The FDA is now operating with acting leaders in every senior position that matters for drug and biologics review. Within days of Commissioner Makary’s May 12 resignation, three additional senior leaders departed in rapid succession. Acting CDER head Tracy Beth Høeg was fired. Acting CBER head Katherine Szarama departed after serving just three weeks on the job. Chief of Staff Jim Traficant was removed from his position. Michael Davis is now acting CDER director. Karim Mikhail is acting CBER director. Lowell Zeta is acting chief of staff. Capital Alpha analysts wrote that “Makary oversaw what must be the most damaging period in FDA history” and predicted an “unprecedented” and “prolonged” leadership vacuum, adding that the administration “might struggle to find a suitable candidate who will want the job.” Drug Topics reported that CDER alone has had five different heads in a single year. BioSpace reported that fewer than half of senior FDA leaders from six months ago remain at the agency. This is not just a governance problem. It is a capacity problem that affects every NDA, BLA, advisory committee meeting, and emergency authorization—including the Ebola PHEIC response—that runs through CDER or CBER.
Top Story: FDA Leadership Cascade — Three Departures in 72 Hours
What Happened: Within days of Commissioner Makary’s resignation, three additional senior FDA leaders departed, leaving the agency with acting appointees in every critical leadership position.
The Departures
Tracy Beth Høeg (CDER acting director): Fired, according to her own social media post. Høeg had served as acting CDER head since late 2025 after Richard Pazdur departed. She rose to prominence for challenging U.S. vaccine policy during COVID-19. Reuters first reported her departure May 16. She has been replaced by Michael Davis, who had been CDER deputy director for approximately one year.
Katherine Szarama (CBER acting director): Departed after just three weeks in the role. She had replaced Vinay Prasad, who left at the end of April. Szarama is expected to remain at the FDA in another capacity to support product-related issues. Karim Mikhail, a former pharmaceutical executive who joined the FDA in 2025, has been named acting CBER director.
Jim Traficant (Chief of Staff): Removed from his position, according to The Guardian. Traficant had been chair and CEO of Citadel Sciences before joining the FDA in March 2025. He is reportedly staying on in an advisory role. Lowell Zeta, previously deputy commissioner and special counsel, was named acting chief of staff.
Five CDER Heads in One Year
Drug Topics reported that CDER—the center that oversees every small-molecule and biologic drug approval in the United States—has had five different directors in the span of a single year. That level of leadership turnover at the top of the world’s most important drug regulatory body is without precedent. Each transition requires the new acting head to learn institutional processes, build relationships with review division directors, and establish decision-making authority with career staff who have seen multiple leaders come and go.

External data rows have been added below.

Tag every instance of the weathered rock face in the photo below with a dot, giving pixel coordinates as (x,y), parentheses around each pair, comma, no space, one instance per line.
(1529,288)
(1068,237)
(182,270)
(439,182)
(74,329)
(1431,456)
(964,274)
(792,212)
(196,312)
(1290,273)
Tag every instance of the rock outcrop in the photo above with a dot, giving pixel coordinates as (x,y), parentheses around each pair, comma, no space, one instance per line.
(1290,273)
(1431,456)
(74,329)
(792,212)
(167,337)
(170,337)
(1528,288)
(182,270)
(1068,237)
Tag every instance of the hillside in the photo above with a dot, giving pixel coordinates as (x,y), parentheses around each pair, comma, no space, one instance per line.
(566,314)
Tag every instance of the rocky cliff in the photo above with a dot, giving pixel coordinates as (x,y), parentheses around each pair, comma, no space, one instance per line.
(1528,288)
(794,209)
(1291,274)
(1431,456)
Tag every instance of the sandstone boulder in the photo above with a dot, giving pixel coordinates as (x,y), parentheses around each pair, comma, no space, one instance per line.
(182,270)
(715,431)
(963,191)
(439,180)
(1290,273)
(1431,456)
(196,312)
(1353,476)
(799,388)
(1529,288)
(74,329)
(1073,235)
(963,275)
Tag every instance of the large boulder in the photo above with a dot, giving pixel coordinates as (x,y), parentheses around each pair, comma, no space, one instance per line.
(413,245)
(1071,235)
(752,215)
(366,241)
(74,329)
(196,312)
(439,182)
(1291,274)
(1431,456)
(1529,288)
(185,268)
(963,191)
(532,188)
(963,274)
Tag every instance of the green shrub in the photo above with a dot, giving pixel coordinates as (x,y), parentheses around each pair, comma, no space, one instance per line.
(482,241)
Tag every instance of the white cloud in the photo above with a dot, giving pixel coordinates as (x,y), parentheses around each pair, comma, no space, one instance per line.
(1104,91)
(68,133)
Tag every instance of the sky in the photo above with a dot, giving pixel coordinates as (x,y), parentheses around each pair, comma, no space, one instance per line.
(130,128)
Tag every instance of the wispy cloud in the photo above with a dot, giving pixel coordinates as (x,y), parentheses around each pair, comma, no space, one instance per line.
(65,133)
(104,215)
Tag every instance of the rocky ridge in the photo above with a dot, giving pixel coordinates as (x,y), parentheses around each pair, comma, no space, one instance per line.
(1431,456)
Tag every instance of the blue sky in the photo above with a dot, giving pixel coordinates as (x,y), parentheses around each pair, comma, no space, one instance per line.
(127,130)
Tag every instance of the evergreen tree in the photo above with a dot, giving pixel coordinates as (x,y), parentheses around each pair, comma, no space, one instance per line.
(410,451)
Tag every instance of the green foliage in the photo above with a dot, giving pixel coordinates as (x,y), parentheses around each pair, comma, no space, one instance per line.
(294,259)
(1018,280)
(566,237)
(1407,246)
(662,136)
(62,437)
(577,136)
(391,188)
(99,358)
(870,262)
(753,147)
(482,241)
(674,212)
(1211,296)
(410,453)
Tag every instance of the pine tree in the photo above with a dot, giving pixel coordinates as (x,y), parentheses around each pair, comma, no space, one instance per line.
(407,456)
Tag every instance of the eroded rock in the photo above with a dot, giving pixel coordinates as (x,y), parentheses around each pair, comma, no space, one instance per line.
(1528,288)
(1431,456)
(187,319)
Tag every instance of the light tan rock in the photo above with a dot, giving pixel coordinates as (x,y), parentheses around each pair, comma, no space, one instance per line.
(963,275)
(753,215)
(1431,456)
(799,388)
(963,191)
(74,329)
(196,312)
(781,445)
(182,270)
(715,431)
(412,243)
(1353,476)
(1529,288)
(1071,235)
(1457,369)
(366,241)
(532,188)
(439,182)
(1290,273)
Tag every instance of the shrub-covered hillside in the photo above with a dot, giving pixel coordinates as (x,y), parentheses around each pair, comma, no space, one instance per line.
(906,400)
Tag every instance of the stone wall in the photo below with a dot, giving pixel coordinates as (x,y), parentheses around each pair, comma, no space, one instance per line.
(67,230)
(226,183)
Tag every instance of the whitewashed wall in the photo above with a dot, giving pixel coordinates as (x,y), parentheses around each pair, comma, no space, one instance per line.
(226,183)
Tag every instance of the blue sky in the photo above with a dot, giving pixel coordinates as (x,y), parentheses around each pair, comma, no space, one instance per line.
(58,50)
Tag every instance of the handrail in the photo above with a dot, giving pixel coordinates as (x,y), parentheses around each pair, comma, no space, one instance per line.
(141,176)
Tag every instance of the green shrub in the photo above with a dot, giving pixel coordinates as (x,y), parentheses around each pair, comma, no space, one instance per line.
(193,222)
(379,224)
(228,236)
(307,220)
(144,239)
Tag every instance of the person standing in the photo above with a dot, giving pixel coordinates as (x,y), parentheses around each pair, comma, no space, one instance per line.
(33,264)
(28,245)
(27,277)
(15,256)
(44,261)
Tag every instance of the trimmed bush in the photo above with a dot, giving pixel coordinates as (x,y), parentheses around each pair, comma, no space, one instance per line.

BioSpace reported that fewer than half of senior FDA leaders from six months ago remain at the agency. The cumulative effect of this turnover extends beyond any single departure. Institutional knowledge—the understanding of how specific programs have been reviewed, what precedents have been set, and how policy commitments were made—leaves with each departing leader and takes time to rebuild.
What Capital Alpha Is Saying
Capital Alpha, a Washington policy research firm that advises institutional investors, described the situation in stark terms. The firm wrote that “Makary oversaw what must be the most damaging period in FDA history.” It predicted an “unprecedented” and “prolonged” leadership vacuum and warned that the administration “might struggle to find a suitable candidate who will want the job.”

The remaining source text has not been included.